Selling Sentry MBA Configs| Facebook| Paypal| Walmart| Beats| Netflix| Origin| Hulu|.Fraudulent payments can be canceled through PayPal. A user has received information from Google that he does not see the debits in his system at all. According to several users, Google itself cannot do anything about the processes. Fenske sent me a screenshot showing an Amazon account “topped up with a card we read ten minutes ago via NFC from the phone.”įor those who have been impacted, German media reports that “Google refers to Paypal when it comes to canceling withdrawals. This might be because that mitigation relates to account management, or it. But this week “tried and could still use the virtual credit card for online payments.” That means, they told me, “the bug has not been fixed.”Īs regards the thefts, PayPal has said the risk has been addressed.īut in terms of the Fenske and Mayer disclosure, the researchers told me that this is not fixed, even after PayPal’s “mitigation” statement.
“After an initial rejection and several discussions, PayPal paid a bug bounty of $4,400.” The pair have not heard from PayPal, they say, since April 2019. “We reported this in February 2019 to PayPal via HackerOne,” they say. Just as with the CyberNews story, Fenske and Mayer complain that the issue was not dealt with as they expected.

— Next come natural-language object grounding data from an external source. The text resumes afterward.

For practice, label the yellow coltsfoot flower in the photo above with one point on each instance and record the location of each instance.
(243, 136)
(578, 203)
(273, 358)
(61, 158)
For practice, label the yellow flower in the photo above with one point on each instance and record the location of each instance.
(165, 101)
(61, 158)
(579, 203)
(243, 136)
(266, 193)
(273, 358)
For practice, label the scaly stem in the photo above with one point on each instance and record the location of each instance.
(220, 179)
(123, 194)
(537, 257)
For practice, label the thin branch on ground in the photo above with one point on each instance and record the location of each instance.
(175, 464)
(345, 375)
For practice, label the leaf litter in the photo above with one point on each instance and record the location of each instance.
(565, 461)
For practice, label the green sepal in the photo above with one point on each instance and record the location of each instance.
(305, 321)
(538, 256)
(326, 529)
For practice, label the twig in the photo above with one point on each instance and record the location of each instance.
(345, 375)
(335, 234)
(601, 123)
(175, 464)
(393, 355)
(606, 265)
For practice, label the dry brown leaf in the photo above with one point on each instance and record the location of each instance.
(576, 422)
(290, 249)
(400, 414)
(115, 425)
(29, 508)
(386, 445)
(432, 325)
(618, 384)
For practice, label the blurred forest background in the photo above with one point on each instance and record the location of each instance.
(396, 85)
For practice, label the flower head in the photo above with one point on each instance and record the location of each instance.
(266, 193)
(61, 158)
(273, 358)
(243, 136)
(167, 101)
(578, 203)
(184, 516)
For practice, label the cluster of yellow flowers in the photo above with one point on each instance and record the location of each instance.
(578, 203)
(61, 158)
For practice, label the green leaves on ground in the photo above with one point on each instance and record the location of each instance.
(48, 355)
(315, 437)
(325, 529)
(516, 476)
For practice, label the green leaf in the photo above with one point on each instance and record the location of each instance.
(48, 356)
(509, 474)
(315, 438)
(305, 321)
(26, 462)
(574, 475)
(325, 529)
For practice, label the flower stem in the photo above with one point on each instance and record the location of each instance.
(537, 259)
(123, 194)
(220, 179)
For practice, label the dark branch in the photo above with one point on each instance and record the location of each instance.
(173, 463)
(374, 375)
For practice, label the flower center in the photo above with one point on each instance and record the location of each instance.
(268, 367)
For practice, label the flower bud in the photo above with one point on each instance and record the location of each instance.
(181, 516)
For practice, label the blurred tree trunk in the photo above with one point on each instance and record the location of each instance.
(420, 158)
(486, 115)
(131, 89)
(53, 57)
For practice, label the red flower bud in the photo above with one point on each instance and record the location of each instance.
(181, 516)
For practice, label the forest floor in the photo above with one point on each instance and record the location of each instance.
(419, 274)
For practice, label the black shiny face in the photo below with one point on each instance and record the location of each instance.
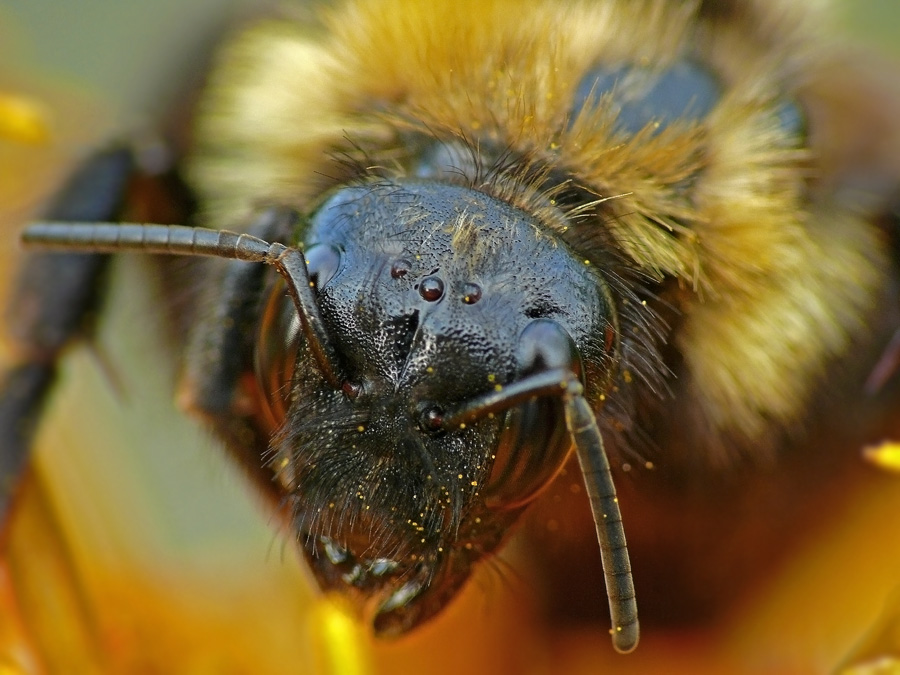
(426, 290)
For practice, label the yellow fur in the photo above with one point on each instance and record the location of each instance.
(775, 288)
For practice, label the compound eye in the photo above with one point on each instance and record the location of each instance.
(278, 341)
(323, 262)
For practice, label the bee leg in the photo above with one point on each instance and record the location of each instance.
(220, 349)
(54, 301)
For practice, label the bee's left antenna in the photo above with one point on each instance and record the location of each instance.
(183, 240)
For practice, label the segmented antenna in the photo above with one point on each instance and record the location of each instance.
(597, 478)
(182, 240)
(607, 520)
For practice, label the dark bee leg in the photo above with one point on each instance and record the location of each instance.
(54, 302)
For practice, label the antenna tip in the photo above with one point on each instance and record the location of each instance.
(625, 638)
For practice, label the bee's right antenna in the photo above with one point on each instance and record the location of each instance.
(607, 518)
(182, 240)
(562, 382)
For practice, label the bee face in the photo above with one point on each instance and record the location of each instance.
(422, 287)
(637, 195)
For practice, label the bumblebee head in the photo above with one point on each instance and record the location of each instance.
(437, 302)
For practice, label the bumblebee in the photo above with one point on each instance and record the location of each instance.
(496, 231)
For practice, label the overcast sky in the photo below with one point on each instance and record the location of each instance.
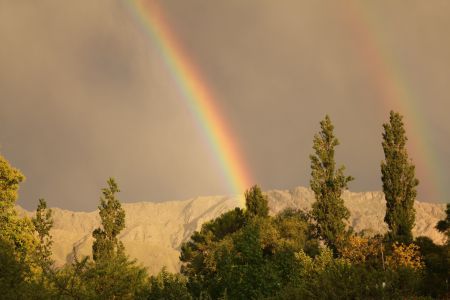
(84, 94)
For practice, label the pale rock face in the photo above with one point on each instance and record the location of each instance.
(155, 231)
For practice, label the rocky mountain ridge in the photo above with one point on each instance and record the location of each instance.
(155, 231)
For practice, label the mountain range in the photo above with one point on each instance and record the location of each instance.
(155, 231)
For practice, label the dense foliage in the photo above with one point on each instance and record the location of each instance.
(328, 183)
(244, 253)
(399, 181)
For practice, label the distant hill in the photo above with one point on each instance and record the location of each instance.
(154, 231)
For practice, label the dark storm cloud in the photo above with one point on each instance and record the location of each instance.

This isn’t as difficult as it sounds in Germany, where “the first eight digits of the virtual card are always the same-leaving 7 digits to guess.” The virtual card itself launched in October 2018, “allowing for 17 possible expiration dates-making 170 million possible cards.” Those maths, as calculated by the researchers, result in “one in 170 guesses leading to a valid credit card.” Those cards “can be read from the mobile device using any NFC reader app.” The researchers suggest that the attackers have brute-forced credit card numbers to make the attack work. The researchers speculate but cannot know for sure that this flaw stems from the PayPal virtual credit card that enables such payments. Payments were made through a linked PayPal account from Target stores and Starbucks stores in the United States.”įenske and Mayer say they found that where PayPal is linked to Google Pay for contactless payments, an attacker “can read the card details of a virtual credit card from the mobile, if the mobiles device is enabled.” Such a vulnerability, the reports say, could be exploited online. “We are almost 100% sure,” Fenske told me, “that the recent fraudulent transactions are generated by this method.” But there is no confirmation from PayPal that this is the case.Īs to the detail behind the thefts, German media is reporting that multiple users “were charged for contributions via Google Pay, some of which were up to €1,000. I live in Germany and I have never been to Target nor to the U.S.” A number of PayPal users in Germany have reported attack s that do seem to fit the pattern, with fraudulent transactions on their PayPal statements linked to Google Pay.Īs one user complained, “I just received a notification on PayPal that three transactions to Target are waiting for authorization. If the recent thefts are linked to the Fenske and Mayer disclosure, then that would elevate the issue to a different level. Those issues, CyberNews said, put PayPal users at risk of account takeovers, albeit there were no claims the vulnerabilities had been exploited in the wild or that accounts had been taken over. Just days ago, I reported on a different set of “ critical PayPal vulnerabilities ” disclosed by CyberNews.